Name changed for this...
I'm in this position - I found myself at 33 having never had a boyfriend, or even having been out on a date.
I'm far from perfect, but am ok looking, never been overweight, am fit, take care of myself without going OTT (ie; not being caked in makeup 24/7 or looking really high maintenance) have a wide circle of friends including lots of (great) blokes, give up spare time to volunteer at local charities, have a nice job, can hold a conversation, well-read, own house, own teeth etc etc etc.
Nor am I picky - all I'd ask is that the guy was emotionally mature, had a work ethic and wasn't abusive. I don't have any romantic illusions about some tall dark handsome stranger sweeping me off my feet either - all that just makes me laugh. Nor am I picky about physical type; (as long as he wasn't hugely overweight) I find a wide range of men attractive.

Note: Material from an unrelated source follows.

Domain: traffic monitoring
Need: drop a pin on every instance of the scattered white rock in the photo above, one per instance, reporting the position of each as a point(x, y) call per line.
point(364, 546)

Yet I've never had anyone ask me out, and I've always been turned down when I've done the asking. Also been out on internet dates, but no-one ever calls me back.
At 33 I was diagnosed as being peri-menopausal, so was advised to get on with it if I wanted children. So I flew out to a clinic in Europe and got myself knocked up - twin girls, as it turned out.
Which is nice and all, but I wish to heaven I could find them a dad... this is not how I thought my life would turn out. Sometimes it gets me down, but my kids are much loved by both me and my (very large) family. I have to lie to my parents about how they were conceived, as I don't think they'd approve of it.
Thanks for letting me vent - I've never told anyone about this before so it helps to get it out.
I hope your friend finds someone, OP.